Al final, no agarró nada con una mano, solo tocó su propio cabello.
Nathan agitó la mano y le dio una palmada en el trasero a Wendy, y luego salió corriendo…
—¡Mierda! —exclamó Wendy y quiso perseguirlo, pero viendo la velocidad a la que corría, era imposible para ella alcanzarlo.
Nathan se sintió un poco alegre mientras huía después de golpearla, ¡y fue jodidamente emocionante!
Al final, Wendy solo pudo sonreír impotente, luego se cepilló el cabello largo casualmente con el chal, y no pudo evitar sorprenderse un poco… ¿Cuánto tiempo había pasado desde que se acostumbró a la apariencia de su cabello largo cubriendo sus hombros?
Después de irse, Nathan no se quedó en Ciudad Mimar y abordó directamente el avión hacia Ciudad Rheinsville.

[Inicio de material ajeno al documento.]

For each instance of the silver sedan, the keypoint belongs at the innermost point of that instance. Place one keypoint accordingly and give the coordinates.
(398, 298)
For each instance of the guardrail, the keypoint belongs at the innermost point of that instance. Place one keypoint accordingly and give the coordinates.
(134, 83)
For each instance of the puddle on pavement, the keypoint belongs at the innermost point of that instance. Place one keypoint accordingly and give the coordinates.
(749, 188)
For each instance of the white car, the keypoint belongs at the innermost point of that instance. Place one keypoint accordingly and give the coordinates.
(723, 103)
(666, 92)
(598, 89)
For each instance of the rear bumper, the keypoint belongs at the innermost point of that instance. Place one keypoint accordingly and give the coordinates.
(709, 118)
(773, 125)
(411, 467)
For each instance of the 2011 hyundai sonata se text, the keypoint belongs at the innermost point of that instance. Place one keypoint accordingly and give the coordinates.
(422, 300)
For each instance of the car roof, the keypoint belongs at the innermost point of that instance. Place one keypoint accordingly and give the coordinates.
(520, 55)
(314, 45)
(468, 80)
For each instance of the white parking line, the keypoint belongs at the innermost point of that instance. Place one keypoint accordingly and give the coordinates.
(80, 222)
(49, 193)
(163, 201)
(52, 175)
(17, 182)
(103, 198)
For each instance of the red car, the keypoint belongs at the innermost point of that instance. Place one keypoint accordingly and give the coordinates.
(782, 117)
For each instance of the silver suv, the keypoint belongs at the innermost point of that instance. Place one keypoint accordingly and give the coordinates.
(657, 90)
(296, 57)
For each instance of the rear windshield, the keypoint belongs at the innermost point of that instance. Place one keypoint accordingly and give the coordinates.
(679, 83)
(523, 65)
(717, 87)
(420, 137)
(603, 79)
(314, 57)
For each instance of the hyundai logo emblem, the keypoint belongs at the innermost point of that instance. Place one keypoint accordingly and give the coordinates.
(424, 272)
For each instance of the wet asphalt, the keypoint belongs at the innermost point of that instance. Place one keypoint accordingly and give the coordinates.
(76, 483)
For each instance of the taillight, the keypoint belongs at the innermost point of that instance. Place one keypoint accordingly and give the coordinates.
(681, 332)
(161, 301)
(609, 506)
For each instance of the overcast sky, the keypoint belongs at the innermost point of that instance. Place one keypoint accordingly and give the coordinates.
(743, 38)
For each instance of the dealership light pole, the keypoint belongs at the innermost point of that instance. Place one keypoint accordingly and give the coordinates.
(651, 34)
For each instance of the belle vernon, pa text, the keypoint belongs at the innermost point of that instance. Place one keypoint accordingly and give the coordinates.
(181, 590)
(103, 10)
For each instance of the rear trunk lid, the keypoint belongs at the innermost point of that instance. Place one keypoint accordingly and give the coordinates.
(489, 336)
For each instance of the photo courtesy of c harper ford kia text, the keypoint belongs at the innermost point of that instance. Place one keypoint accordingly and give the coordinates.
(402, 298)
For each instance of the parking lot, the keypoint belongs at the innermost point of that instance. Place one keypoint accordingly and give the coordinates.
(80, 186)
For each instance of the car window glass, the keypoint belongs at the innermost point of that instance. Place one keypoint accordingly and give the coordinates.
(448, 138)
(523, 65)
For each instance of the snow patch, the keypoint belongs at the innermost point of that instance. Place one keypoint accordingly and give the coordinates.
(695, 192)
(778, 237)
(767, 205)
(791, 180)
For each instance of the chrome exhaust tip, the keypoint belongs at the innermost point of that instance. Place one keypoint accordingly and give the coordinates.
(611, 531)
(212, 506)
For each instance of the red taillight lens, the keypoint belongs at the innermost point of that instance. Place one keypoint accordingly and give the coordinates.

Aunque Gussie ahora tenía la capacidad de valerse por sí misma, su personalidad se había vuelto muy imprudente, y era fácil que la atacaran si se unía al torneo de artes marciales.
Después de todo, ¡era aprendiz de Nathan!
Nathan necesitaba asumir una gran responsabilidad ahora.
Además, después de escuchar lo de Julián, también sintió que como maestro, tenía que enseñarle según su aptitud para desarrollar algunas habilidades reales para la venganza.
—Hola, pasajeros de este vuelo. ¿Hay personal médico entre ustedes? Si hay personal médico, ¡por favor diríjanse fuera de la cabina de primera clase y contacten con las azafatas!
Nathan estaba sentado en clase ejecutiva con una revista para matar el tiempo cuando escuchó la voz ansiosa de la azafata por el altavoz.
Sin pensarlo demasiado, dejó la revista y caminó hacia adelante.
Cualquiera con un poco de formación médica se sentiría obligado a ayudar al encontrarse con una situación así.